Species of flowering plant

Linaria repens, also known as pale toadflax or creeping toadflax in Europe and as striped toadflax in the US, is an herbaceous plant in the family Plantaginaceae, native to Europe.

==Description==

Linaria repens is a short-statured herb (maximum 80 cm), spreading by rhizomes. Upper flower petals are pale with purple veins. Lower petals are pale purple-white, usually with a yellow centre. Its appearance is similar to Linaria purpurea, and the flowers closely resemble Cymbalaria muralis so care must be taken in identification. It may also be poisonous.

==Habitat and distribution==

This species is found in stony wasteground, along walls, in arable situations and on railways. It grows to a maximum altitude of just over 2,300 metres.

It is found across western Europe and has been introduced to the east coast of the United States.

In the United Kingdom, L. repens is theorised to be an archaeophyte, i.e. introduced before 1492. It is rarely found in the east of England or in Ireland.

==Etymology==

The genus Linaria is named for the similarity of the plants' foliage to Linum (flax).
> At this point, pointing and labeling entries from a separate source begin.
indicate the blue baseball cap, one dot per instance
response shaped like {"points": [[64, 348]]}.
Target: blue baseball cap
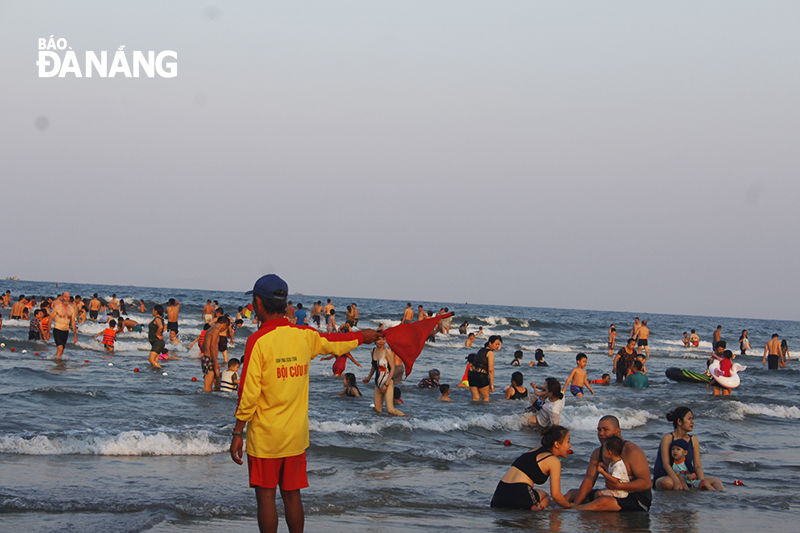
{"points": [[270, 287]]}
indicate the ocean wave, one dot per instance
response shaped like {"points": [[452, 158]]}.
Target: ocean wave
{"points": [[128, 443], [496, 320], [438, 425], [739, 411], [585, 417], [461, 454]]}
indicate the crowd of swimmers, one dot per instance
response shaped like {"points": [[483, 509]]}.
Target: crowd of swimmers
{"points": [[622, 464]]}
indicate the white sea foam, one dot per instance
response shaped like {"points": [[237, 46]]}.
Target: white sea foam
{"points": [[739, 411], [558, 348], [438, 425], [462, 454], [126, 443], [584, 417]]}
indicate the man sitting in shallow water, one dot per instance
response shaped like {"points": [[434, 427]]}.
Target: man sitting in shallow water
{"points": [[639, 494]]}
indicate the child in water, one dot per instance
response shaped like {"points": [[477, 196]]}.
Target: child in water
{"points": [[444, 389], [679, 451], [538, 355], [230, 378], [612, 452], [605, 380], [350, 389], [109, 336], [578, 377]]}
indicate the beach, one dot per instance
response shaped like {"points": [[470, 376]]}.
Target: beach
{"points": [[85, 446]]}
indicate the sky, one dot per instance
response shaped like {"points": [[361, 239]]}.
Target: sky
{"points": [[622, 156]]}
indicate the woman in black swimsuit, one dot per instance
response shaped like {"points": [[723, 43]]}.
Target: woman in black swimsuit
{"points": [[481, 373], [516, 391], [516, 488]]}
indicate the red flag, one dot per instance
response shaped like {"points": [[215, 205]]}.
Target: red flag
{"points": [[407, 340]]}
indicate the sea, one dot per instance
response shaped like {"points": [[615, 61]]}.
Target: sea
{"points": [[91, 444]]}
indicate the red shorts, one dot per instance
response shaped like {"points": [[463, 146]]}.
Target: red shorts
{"points": [[288, 472]]}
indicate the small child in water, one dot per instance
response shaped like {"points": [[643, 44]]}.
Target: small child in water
{"points": [[109, 336], [444, 389], [641, 358], [578, 377], [165, 356], [679, 451], [538, 355], [612, 452], [230, 378], [350, 389], [605, 380]]}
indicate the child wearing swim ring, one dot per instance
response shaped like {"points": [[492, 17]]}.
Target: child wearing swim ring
{"points": [[350, 389]]}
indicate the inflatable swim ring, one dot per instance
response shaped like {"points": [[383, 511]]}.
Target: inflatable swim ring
{"points": [[681, 374], [731, 382]]}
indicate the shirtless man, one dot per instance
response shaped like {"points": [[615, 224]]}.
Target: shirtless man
{"points": [[694, 339], [209, 362], [643, 338], [208, 312], [316, 313], [225, 334], [408, 314], [773, 351], [16, 309], [173, 308], [639, 494], [124, 323], [635, 328], [612, 340], [93, 307], [327, 310], [624, 360], [63, 317], [446, 322]]}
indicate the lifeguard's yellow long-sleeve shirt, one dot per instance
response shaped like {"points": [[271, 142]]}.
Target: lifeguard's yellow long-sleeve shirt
{"points": [[273, 393]]}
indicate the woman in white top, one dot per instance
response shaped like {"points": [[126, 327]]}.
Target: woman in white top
{"points": [[383, 367]]}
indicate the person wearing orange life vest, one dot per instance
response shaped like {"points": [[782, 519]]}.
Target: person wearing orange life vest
{"points": [[109, 336], [273, 401]]}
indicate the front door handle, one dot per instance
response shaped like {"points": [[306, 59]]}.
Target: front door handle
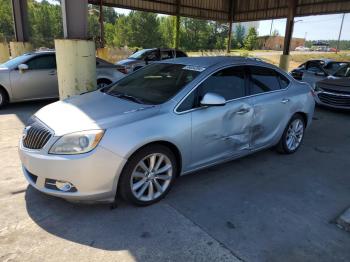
{"points": [[285, 100], [243, 111]]}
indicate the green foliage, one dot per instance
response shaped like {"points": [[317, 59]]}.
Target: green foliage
{"points": [[239, 36], [251, 40]]}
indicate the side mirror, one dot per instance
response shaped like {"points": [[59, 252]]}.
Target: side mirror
{"points": [[320, 73], [23, 67], [212, 99]]}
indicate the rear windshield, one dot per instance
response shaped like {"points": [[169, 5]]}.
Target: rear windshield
{"points": [[153, 84]]}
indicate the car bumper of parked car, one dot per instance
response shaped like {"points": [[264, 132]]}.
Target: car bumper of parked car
{"points": [[90, 177], [333, 100]]}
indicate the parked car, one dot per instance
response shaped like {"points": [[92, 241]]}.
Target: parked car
{"points": [[146, 56], [302, 48], [313, 71], [167, 119], [33, 76], [334, 91]]}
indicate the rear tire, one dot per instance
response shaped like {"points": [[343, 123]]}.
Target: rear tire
{"points": [[292, 136], [3, 98], [148, 175]]}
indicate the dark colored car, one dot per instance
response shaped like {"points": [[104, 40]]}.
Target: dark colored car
{"points": [[313, 71], [145, 56], [334, 91]]}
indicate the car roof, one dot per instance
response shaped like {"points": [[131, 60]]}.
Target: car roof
{"points": [[208, 61]]}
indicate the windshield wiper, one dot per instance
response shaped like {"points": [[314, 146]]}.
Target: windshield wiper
{"points": [[128, 97]]}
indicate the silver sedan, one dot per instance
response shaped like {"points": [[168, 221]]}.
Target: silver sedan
{"points": [[33, 76], [167, 119]]}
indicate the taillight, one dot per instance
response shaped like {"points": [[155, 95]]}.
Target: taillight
{"points": [[122, 70]]}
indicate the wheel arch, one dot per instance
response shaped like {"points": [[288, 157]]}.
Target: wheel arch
{"points": [[6, 92], [304, 116], [174, 149]]}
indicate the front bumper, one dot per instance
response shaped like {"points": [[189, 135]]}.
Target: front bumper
{"points": [[94, 175], [333, 100]]}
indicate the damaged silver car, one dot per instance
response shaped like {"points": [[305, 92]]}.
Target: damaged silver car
{"points": [[133, 138]]}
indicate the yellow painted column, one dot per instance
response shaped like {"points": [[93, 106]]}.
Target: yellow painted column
{"points": [[4, 52], [19, 48], [76, 66], [284, 62], [103, 53]]}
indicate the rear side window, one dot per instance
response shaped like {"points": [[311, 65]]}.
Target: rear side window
{"points": [[42, 62], [265, 80], [180, 54]]}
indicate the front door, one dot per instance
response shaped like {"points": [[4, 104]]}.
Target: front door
{"points": [[220, 132], [269, 92], [39, 81]]}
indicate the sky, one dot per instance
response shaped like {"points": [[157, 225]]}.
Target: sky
{"points": [[318, 27]]}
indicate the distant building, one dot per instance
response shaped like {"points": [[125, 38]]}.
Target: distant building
{"points": [[246, 26], [277, 42]]}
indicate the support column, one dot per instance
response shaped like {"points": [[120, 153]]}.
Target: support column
{"points": [[75, 55], [230, 21], [19, 48], [177, 25], [284, 59], [4, 52], [20, 21]]}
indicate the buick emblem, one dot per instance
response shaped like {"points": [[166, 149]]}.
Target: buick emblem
{"points": [[25, 131]]}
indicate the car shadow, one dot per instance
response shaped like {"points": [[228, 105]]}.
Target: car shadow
{"points": [[25, 110]]}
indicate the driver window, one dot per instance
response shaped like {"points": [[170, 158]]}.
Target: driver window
{"points": [[229, 83], [313, 67], [42, 62]]}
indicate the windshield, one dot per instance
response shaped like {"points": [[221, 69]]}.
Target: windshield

The species epithet repens is Latin for 'creeping', referring to the growth habit of the plants. The 'pale' in the English common name refers to the colour of the flowers, in comparison with related species, and 'toadflax' is thought to refer to the plants' historical use to treat bubonic plague, a false link having been drawn at some point between the words 'bubo' and Bufo, which is Latin for toad.